Likewise, in StarCraft, the ability to play not just fast, but extremely fast is highly rewarded. When Blizzard made StarCraft 2, it had to decide what the game is really about at its core. Maybe a game in the “real-time strategy” genre should focus a bit more on strategy and less on extremely fast clicking? Creating more user-friendly features such as multiple-base selection, auto-mine, and no cap on the number of units you can select all point to them thinking that. (Though they also added other features intentionally meant to add more clicks, so I don't know.) The point is that during development, the mere proposal of multiple-base selection and automine raised deep questions about what the the game is really about. Is StarCraft really about strategy? Or is it equally about rewarding the most actions per minute that you can enter? It’s easier to agree that we like StarCraft overall (vague) than it is to agree on whether a new version of the game should or shouldn’t remove the emphasis on certain skills.

The card game Magic: the Gathering has an even deeper conflict about what it’s really about. When it comes to the wording on the cards, the Magic team has made great strides over the years to remove unnecessary words, creating as many simple, elegant cards as they can. Compare the original wording of the card Control Magic to the current wording:

But on a more zoomed out level, what is Magic really about? Is it about delivering the most fun gameplay experience possible to its players? Or selling collectable items that have artificial scarcity? One gets in the way of the other, as it stands. I propose that the essence of customizable card games is the gameplay, and that collectability is purely a barrier between players and the game. Making such a statement naturally creates a firestorm of argument because it forces us define what the essence of a game is. That can be uncomfortable to do, but necessary for knowing how to design something.

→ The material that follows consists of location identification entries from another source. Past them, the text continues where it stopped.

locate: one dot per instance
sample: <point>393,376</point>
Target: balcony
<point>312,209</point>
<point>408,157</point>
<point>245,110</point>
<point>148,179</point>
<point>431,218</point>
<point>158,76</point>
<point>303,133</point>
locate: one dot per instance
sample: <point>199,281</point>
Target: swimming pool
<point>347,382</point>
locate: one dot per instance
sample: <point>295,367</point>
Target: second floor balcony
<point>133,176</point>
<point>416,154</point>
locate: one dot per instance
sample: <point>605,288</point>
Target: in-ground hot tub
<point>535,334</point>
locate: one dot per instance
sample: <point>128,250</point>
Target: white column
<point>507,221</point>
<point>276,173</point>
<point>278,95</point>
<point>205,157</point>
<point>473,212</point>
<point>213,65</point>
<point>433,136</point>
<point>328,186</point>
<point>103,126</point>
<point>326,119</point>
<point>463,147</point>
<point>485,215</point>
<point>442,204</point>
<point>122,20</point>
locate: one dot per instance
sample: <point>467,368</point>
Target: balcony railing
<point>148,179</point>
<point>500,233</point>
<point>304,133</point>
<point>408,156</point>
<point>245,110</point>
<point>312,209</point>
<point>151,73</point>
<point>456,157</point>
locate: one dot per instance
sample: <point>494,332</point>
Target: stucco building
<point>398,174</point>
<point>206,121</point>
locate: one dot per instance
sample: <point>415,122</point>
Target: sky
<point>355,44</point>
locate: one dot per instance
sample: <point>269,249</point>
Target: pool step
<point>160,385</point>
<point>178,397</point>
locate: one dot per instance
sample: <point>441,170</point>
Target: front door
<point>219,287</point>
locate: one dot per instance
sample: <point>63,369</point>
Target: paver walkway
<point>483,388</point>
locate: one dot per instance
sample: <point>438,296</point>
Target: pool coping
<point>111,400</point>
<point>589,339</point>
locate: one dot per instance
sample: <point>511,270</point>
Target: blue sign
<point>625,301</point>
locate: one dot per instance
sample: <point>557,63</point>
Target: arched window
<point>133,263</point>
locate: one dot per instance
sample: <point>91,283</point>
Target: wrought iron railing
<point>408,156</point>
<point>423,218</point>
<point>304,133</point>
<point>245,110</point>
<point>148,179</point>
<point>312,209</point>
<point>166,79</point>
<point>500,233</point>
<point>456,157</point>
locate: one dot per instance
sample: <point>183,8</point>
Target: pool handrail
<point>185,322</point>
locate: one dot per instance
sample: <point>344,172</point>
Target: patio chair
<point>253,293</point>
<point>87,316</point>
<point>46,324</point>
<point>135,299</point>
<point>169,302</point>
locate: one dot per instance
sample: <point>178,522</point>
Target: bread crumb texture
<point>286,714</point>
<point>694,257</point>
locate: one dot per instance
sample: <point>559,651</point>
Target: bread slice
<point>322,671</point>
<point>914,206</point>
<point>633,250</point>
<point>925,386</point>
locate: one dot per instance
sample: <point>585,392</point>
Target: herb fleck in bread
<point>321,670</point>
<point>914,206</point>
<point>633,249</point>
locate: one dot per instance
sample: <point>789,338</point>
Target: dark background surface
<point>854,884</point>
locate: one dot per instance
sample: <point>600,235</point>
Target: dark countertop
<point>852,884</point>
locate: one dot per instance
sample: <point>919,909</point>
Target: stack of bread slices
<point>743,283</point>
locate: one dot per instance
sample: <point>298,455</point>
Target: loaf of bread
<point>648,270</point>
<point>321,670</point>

For my customizable card game called Codex, I'm subtracting out all the chaff cards, and subtracting out the entire concept of collecting rares. It delivers the most gameplay possible in the fewest cards, which makes it the opposite of the standard approach of bloat in CCGs.

Closing Thoughts

It’s easiest to get people to agree on vague concepts. “The game we’re making is a platformer with exploration, but also with fast action and time pressure. It has an epic story of course, but also a personal story. The game is really challenging, but it’s for everyone to enjoy. It has 20 enemy types and 20 weapons including a kazoo and a kitchen sink.” What’s not to agree with? There’s something for everyone.

A more direct approach would be to find a starting point, whether it’s another game’s design or something you generate yourself. How to do that is another topic entirely. But once that core concept is in place, stay on the lookout for things that get in the way. Is every button press really needed? Every menu item? Every HUD element? Are there features that you just don’t have time to do justice? (Let’s add multiplayer!) If the game is about testing player skill, is it testing the only the skills you want to test? If it’s about story, are all the scenes contributing to that story? Do you need all the mechanics you planned, or will a smaller set (easier for the player to remember and learn) suffice? Is there a way to make your levels smaller or shorter by removing or shrinking areas that do not have much purpose?

Getting rid of all that stuff means there are fewer things for the player to misunderstand, and makes it more likely that the vision of the game in your head actually ends up in the player’s head, too. It takes some courage and pain to commit to a specific idea and subtract the rest away, but I think Ico, Braid, Portal, Team Fortress 2, Google Chrome, and Apple's Time Machine all demonstrate that doing so can lead to powerful, memorable experiences.